First responders protect themselves from such vapors, whose composition is often unknown, by breathing through a canister filled with activated charcoal a gas mask. Airborne toxins stick to the carbon in the filter, trapping the dangerous materials.
As the filters become saturated, chemicals will begin to pass through. The respirator can then do more harm than good by providing an illusion of safety. But there is no easy way to determine when the filter is spent.

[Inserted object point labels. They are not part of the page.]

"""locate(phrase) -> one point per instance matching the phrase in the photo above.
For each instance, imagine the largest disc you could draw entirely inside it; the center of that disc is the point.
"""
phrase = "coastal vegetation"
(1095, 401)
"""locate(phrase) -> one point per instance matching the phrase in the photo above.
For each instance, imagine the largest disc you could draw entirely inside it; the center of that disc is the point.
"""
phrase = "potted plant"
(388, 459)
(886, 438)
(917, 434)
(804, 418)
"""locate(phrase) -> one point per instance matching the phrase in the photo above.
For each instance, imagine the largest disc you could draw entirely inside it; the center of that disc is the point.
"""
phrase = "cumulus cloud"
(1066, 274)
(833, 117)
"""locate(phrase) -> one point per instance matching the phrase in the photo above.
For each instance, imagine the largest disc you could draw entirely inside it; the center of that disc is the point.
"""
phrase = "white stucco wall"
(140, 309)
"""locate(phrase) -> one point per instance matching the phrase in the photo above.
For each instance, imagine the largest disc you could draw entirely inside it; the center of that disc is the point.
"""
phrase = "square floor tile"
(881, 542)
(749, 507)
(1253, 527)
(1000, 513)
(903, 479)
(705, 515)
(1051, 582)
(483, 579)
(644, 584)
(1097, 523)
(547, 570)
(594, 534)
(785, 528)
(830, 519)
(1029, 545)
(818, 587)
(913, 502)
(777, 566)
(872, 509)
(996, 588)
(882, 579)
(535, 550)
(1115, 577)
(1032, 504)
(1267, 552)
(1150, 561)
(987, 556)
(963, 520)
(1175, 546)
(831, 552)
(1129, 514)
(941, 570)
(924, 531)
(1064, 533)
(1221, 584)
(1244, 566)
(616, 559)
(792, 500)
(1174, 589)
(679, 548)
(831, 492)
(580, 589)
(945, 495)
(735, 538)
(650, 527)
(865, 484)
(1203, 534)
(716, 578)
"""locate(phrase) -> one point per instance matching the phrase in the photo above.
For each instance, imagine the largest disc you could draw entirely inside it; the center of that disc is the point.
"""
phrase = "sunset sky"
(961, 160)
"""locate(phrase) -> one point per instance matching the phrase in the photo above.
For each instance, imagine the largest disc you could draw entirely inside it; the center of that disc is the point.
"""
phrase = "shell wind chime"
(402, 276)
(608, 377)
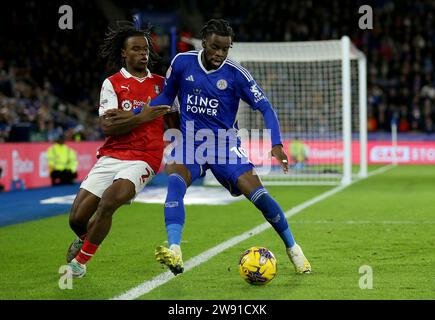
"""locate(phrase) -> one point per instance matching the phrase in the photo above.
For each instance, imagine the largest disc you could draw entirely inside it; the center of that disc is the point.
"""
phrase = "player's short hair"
(219, 27)
(115, 39)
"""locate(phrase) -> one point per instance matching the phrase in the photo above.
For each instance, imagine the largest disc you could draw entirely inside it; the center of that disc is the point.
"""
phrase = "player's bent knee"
(107, 207)
(177, 185)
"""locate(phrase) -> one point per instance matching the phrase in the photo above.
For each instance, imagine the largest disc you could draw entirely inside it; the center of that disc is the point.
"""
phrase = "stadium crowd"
(50, 78)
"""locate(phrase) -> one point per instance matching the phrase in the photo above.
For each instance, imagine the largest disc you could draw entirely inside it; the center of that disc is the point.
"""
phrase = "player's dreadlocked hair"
(219, 27)
(115, 40)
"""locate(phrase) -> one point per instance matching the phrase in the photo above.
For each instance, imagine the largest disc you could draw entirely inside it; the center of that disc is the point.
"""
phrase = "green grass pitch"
(386, 222)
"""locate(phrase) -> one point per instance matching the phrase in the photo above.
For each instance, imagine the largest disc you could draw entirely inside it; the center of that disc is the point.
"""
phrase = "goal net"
(318, 90)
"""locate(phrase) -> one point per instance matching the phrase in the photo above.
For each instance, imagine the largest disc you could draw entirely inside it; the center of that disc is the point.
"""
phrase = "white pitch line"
(162, 278)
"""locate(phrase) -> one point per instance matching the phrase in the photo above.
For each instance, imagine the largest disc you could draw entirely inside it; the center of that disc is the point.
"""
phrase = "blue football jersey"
(209, 98)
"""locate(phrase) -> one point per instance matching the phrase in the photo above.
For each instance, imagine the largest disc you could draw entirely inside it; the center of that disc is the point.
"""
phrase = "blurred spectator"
(62, 163)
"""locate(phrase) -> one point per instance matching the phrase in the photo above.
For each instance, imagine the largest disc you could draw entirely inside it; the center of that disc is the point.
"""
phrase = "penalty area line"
(164, 277)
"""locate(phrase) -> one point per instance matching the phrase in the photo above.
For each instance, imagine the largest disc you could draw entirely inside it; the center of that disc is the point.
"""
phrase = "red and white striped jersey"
(127, 92)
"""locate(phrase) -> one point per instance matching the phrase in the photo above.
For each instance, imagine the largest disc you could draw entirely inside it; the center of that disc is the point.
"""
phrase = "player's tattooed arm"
(117, 122)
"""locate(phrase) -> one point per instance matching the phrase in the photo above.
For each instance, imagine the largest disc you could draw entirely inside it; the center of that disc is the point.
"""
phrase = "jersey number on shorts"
(145, 176)
(239, 151)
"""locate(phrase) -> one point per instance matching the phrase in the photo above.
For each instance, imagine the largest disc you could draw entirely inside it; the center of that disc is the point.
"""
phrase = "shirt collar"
(127, 74)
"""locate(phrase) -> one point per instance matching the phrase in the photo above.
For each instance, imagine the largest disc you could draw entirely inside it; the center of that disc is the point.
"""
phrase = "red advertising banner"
(28, 162)
(378, 152)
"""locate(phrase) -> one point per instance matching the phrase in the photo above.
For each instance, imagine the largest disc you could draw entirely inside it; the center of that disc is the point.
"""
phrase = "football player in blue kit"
(209, 86)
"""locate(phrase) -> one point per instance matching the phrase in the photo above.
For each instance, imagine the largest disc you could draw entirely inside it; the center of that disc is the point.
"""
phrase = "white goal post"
(319, 92)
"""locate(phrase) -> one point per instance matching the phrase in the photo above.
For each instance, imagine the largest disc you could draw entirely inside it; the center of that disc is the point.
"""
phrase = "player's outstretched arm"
(118, 122)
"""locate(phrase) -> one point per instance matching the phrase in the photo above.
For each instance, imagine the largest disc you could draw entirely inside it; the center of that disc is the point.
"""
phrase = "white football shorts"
(108, 169)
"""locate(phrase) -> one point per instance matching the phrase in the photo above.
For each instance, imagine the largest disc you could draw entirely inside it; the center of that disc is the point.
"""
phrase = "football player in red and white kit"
(133, 150)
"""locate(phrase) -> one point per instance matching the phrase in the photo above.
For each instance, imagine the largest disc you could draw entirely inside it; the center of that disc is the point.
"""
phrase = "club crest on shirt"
(222, 84)
(168, 73)
(126, 105)
(156, 89)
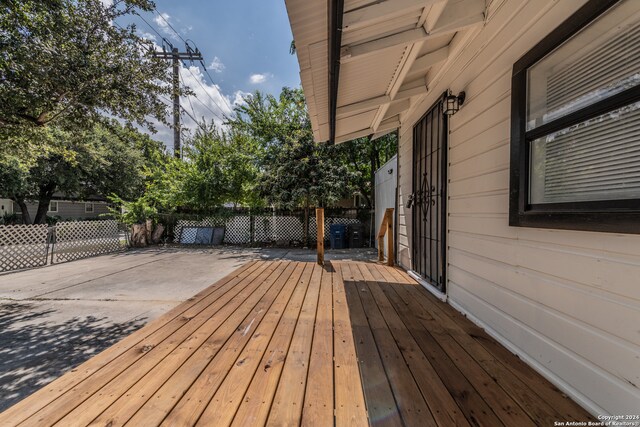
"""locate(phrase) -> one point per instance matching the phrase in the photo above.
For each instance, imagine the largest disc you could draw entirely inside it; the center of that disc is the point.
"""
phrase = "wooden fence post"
(320, 238)
(386, 227)
(390, 244)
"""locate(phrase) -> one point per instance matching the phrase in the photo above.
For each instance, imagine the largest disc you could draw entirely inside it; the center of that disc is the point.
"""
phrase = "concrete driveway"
(54, 318)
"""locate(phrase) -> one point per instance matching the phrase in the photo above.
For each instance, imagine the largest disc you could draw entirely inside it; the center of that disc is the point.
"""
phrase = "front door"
(428, 201)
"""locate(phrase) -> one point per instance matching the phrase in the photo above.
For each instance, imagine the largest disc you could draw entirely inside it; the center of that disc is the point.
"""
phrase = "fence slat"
(82, 239)
(23, 246)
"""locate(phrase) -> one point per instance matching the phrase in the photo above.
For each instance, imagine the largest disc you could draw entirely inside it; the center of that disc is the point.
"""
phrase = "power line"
(224, 98)
(188, 99)
(186, 42)
(164, 40)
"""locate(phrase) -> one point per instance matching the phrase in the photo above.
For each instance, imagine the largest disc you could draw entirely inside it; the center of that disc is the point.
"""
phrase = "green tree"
(363, 156)
(66, 63)
(294, 170)
(99, 161)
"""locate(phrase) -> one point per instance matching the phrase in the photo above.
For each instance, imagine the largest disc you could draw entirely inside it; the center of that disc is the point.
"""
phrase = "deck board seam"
(178, 345)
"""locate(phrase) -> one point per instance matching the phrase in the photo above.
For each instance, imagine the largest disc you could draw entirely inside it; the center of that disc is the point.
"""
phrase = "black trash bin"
(356, 236)
(338, 236)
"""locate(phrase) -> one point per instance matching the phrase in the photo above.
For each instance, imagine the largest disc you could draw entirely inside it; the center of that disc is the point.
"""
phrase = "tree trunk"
(306, 223)
(26, 218)
(41, 213)
(374, 167)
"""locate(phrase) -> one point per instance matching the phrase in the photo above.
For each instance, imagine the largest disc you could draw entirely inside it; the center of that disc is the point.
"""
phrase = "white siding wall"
(568, 302)
(386, 184)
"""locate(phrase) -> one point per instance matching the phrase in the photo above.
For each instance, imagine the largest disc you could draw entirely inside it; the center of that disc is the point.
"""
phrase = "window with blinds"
(575, 134)
(598, 158)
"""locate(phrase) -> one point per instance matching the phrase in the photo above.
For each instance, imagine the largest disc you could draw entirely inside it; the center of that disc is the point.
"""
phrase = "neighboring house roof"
(363, 62)
(69, 197)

Current safety protocols base the timing of filter changes on how long the user has worn the mask.
"The new sensors would provide a more accurate reading of how much material the carbon in the filters has actually absorbed," said team leader Michael Sailor, professor of chemistry and biochemistry and bioengineering at UC San Diego. "Because these carbon nanofibers have the same chemical properties as the activated charcoal used in respirators, they have a similar ability to absorb organic pollutants."
Sailor's team assembled the nanofibers into repeating structures called photonic crystals that reflect specific wavelengths, or colors, of light. The wing scales of the Morpho butterfly, which give the insect its brilliant iridescent coloration, are natural examples of this kind of structure.
The sensors are an iridescent color too, rather than black like ordinary carbon. That color changes when the fibers absorb toxins a visible indication of their capacity for absorbing additional chemicals.